Essential Question(s):
How do we measure how much space something takes up?
Special Materials:
Pencil and paper
Bricks Required:
16×16 or 8×8 plate, 2xN bricks
Project Structure
Engage/Explain:
- Hold up a rectangular object of some sort (a ream of paper, a deck of cards, a book) and ask child how to measure it.
- Child may recommend using a ruler. Ask what parts of the object should be measured. Child’s answers will vary.
- Explain that child has already found the area of flat things, but that something like a book or deck of cards takes up space and that we measure that space through finding an object’s volume.
- Measure the object to find its volume.
Explore:
- Have child build a rectangular structure and find its volume.
- Child could be restricted to just 2×2 and 2×4 bricks; total bricks might then be counted to find the volume (noting that 2×4 bricks would count as two bricks).

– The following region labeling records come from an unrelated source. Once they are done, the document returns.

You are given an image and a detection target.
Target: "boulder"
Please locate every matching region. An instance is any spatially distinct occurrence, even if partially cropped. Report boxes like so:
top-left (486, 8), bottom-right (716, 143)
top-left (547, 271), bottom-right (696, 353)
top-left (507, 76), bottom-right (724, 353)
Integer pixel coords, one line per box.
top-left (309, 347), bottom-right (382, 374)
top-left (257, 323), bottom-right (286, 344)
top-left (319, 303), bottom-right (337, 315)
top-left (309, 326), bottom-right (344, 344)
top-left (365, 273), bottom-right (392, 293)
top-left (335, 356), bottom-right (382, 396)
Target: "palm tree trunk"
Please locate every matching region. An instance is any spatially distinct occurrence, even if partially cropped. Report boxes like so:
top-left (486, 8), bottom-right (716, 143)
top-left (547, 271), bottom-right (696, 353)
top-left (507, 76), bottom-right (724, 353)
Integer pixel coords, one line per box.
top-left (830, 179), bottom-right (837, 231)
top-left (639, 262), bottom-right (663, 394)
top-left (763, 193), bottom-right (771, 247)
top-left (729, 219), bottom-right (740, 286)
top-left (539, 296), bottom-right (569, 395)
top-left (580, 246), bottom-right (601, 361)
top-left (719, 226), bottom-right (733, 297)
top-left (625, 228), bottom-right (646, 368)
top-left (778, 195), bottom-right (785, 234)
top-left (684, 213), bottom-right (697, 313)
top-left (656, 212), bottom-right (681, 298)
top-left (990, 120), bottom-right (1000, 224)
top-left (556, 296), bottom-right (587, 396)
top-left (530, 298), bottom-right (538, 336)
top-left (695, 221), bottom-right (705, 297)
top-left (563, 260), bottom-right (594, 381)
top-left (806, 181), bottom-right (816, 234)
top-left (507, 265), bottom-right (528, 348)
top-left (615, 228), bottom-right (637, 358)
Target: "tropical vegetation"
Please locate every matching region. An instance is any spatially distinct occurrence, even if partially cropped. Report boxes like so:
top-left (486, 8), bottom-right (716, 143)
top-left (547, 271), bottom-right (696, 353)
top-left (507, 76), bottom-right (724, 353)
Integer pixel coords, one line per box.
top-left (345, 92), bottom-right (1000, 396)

Unit of measure would be “bricks.”
- Child could build with any bricks and use the number of studs on each layer to find the volume. Unit of measure would be “cubic studs.”
- The example has three sections: 8 on the top layer, 18 on the middle layer, and 32 on the bottom layer, yielding 58 cubic units.
Explain/Elaborate
- Task child with finding the volume of quadrilateral containers (like a small cardboard box).
- Have child devise an explanation on how they plan to measure the volume of the container.
- Some possible methods are:
- Using the SOHO bricks to fill the container;
- Counting the brick units;
- Using a ruler to measure the 3 dimensions.
- Have child perform their method to determine the volume of the box.